720p is the resolution Disney(ESPN and ABC) and Fox chose for their HD resolution. A little less detail than 1080i or p, but better for sports.

Most projectors are now fixed pixel so they just scan whatever they get to their native resolution. So if you have a DLP that is 720p, it scans everything to that. So you can feed it a 1080i signal but it then converts it to 720p.

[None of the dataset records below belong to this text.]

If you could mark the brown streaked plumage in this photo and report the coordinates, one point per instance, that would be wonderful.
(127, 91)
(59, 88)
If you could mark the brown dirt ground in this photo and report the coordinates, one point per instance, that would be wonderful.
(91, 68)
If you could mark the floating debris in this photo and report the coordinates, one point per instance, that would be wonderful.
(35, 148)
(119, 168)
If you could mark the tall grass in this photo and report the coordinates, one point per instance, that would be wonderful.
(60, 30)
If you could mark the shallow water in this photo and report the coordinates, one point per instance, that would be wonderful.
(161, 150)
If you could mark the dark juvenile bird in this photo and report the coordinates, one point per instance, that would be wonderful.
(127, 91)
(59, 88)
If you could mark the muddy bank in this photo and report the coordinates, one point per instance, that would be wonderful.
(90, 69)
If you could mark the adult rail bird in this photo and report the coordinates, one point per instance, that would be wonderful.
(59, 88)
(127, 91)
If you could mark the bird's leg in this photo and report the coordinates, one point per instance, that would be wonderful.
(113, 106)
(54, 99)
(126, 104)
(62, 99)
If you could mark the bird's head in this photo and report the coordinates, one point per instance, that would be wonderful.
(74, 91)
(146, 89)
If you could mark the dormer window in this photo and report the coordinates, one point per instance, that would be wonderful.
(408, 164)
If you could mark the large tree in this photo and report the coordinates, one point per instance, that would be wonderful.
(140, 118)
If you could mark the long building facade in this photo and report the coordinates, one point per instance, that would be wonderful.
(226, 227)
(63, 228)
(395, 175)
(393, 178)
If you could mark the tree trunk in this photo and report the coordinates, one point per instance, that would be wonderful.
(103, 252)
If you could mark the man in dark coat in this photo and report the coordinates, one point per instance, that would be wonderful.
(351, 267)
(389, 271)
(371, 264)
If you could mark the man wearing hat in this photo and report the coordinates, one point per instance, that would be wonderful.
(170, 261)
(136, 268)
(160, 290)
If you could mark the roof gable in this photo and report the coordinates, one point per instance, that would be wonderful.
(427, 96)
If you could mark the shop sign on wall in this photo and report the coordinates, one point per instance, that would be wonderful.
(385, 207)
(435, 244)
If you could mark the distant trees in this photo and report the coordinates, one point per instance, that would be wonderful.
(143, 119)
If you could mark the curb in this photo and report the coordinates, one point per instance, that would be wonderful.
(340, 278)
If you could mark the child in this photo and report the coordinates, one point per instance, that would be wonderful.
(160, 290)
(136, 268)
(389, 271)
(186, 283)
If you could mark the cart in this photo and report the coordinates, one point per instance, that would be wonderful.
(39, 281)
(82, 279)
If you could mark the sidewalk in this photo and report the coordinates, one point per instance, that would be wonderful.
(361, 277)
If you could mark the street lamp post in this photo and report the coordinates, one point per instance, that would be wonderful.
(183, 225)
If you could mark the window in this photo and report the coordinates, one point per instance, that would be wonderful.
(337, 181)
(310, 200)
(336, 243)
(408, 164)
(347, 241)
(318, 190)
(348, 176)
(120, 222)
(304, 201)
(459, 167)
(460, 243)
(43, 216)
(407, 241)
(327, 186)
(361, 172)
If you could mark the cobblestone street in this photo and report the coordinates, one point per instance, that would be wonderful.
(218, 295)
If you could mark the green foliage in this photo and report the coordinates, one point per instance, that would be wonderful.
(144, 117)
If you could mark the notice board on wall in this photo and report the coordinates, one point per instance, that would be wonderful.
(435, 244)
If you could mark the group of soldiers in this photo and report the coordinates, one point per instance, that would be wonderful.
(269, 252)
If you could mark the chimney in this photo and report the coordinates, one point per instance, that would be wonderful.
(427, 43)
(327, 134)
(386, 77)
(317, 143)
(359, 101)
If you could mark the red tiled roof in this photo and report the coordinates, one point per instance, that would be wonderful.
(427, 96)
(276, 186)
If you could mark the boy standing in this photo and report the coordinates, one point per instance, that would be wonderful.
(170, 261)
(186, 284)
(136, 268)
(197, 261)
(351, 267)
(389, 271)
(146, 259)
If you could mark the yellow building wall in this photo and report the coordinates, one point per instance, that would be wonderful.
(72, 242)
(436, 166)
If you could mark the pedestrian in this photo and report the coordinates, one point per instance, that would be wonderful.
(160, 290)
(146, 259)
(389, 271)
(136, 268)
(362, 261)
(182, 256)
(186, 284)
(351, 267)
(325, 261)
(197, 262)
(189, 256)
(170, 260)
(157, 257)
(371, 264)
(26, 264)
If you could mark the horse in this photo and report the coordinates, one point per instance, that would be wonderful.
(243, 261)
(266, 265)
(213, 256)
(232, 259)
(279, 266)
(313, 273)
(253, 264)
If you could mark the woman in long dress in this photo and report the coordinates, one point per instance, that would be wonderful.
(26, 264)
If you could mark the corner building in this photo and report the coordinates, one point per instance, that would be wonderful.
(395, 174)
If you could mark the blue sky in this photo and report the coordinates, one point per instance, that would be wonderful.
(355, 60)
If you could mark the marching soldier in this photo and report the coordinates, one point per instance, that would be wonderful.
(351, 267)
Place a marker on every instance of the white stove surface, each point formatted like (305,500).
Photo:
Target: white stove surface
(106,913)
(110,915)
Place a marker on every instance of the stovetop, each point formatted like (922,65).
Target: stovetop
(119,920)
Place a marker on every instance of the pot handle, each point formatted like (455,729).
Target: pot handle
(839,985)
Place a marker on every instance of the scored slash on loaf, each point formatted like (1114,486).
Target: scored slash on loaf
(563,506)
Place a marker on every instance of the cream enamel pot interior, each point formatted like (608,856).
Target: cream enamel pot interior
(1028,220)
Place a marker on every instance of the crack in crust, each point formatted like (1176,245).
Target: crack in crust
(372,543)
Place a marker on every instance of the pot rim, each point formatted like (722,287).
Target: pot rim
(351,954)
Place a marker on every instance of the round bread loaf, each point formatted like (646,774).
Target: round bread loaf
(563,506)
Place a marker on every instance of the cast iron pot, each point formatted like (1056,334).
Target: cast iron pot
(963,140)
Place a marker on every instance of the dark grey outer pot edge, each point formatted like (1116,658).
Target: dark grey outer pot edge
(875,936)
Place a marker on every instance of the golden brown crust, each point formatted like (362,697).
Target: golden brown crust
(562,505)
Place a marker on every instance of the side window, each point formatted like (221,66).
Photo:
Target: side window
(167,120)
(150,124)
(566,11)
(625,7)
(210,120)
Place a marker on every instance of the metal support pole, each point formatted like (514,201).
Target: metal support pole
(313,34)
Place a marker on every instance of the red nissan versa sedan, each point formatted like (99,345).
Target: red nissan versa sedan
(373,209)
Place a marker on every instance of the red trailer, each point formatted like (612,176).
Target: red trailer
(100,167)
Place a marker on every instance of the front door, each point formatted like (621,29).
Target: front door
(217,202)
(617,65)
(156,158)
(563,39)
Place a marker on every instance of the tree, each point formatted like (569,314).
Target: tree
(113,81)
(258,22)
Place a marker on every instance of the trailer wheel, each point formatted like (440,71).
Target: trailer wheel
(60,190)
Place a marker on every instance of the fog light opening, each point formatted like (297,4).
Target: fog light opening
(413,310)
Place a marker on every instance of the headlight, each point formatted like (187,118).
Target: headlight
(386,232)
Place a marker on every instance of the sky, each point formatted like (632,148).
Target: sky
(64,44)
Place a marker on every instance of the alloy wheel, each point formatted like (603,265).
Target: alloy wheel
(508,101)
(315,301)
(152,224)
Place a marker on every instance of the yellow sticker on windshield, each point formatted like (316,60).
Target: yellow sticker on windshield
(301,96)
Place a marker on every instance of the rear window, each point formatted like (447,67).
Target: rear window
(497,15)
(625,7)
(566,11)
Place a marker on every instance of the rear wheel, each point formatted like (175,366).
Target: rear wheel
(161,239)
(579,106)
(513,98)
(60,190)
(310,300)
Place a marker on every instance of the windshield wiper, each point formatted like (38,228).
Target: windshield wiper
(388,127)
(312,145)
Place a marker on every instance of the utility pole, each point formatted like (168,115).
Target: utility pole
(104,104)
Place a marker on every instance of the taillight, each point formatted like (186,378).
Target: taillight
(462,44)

What kind of projector is it?

SintonFan
05-11-2007, 11:31 AM
Originally posted by TMer25
Well 1080i and 1080p are the same number of pixels (2,073,600), it's just in 1080i, the picture is scanned as two seperate passes. Which on fast moving things such as sports, you can get some motion artifacts. 1080p is all the lines scanned at once. But the only place you can get 1080p from right now is HD-DVD, Blu Ray and some 360 and PS3 games, as no one broadcasts in 1080p.

720p is the resolution Disney(ESPN and ABC) and Fox chose for their HD resolution. A little less detail than 1080i or p, but better for sports.

Most projectors are now fixed pixel so they just scan whatever they get to their native resolution. So if you have a DLP that is 720p, it scans everything to that. So you can feed it a 1080i signal but it then converts it to 720p.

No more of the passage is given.